Prairies dévastées. Un plan de chasse a été mis en place chez Jean-Pierre Sarrasin après l'explosion, en 2008, de dégâts de sangliers dans ses prairies et ses cultures.

C'est le ras-le-bol chez Jean-Pierre et Jean-René Sarrasin, agriculteurs à Saint-Nicolas-lès-Cîteaux et Fénay, dans la Côte-d'Or. La recrudescence des sangliers occasionne des pertes dans leurs cultures et leurs prairies depuis plusieurs années. En 2007, sur 46 hectares de prairies, plus de la moitié (25 ha) a été ravagée et a donné lieu à indemnisation. En 2008, les dégâts ont explosé: Jean-Pierre et Jean-René ont dû clôturer leur silo d'ensilage.

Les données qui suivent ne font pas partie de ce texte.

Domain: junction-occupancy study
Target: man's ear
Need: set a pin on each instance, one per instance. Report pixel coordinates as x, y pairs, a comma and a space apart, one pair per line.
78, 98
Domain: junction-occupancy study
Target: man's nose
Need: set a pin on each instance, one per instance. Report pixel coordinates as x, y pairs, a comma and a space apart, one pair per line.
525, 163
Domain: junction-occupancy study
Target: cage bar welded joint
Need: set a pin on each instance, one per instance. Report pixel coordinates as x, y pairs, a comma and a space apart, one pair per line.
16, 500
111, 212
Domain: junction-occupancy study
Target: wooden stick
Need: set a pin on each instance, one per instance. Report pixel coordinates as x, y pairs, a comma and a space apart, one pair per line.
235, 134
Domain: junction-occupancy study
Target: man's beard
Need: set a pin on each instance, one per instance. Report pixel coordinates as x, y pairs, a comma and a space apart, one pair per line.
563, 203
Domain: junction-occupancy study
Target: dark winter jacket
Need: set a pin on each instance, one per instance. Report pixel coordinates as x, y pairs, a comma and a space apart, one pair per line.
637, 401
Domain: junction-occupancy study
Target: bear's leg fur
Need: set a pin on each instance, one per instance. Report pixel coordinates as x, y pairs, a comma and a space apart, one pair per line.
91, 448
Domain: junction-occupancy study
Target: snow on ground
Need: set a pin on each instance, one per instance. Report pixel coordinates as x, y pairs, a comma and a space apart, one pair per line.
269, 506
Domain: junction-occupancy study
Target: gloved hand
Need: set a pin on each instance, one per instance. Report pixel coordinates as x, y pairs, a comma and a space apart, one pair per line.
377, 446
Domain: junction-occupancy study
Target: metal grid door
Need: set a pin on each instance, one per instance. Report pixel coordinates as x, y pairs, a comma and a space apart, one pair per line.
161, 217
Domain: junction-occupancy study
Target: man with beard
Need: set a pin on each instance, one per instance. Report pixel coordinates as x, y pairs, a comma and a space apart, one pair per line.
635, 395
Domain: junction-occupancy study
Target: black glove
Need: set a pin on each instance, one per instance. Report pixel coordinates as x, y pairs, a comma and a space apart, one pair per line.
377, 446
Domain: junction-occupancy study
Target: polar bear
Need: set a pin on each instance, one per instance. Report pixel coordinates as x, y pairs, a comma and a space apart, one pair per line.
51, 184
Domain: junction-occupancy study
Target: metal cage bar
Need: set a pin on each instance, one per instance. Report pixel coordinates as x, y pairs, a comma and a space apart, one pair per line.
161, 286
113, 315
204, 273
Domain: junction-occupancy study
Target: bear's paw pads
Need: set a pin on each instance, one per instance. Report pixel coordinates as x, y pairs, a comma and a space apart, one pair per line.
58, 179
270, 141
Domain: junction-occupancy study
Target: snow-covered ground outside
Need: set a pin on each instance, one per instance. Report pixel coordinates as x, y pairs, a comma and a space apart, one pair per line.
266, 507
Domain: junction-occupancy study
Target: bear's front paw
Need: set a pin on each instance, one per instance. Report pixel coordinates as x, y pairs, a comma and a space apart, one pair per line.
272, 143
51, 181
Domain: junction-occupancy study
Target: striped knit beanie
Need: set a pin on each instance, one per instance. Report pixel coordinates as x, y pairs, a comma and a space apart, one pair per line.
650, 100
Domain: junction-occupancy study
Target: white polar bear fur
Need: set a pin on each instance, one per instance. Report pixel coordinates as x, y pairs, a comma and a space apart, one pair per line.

Dans la Côte-d'Or, au cours de la dernière campagne, les pertes de récoltes ont progressé de 58% pour le blé et de 76% pour l'orge. Elles ont été multipliées par trois pour le maïs grain, par six pour le maïs ensilage et par cinq pour le tournesol. A ces dommages causés aux cultures et prairies, s'ajoutent des questions sanitaires, sept sangliers ayant été dépistés positifs à la tuberculose. «Pour toutes ces raisons, nous réclamons une baisse draconienne des populations», souligne Jean-Luc Loison, président de la commission en charge des dégâts de gibier à la FDSEA.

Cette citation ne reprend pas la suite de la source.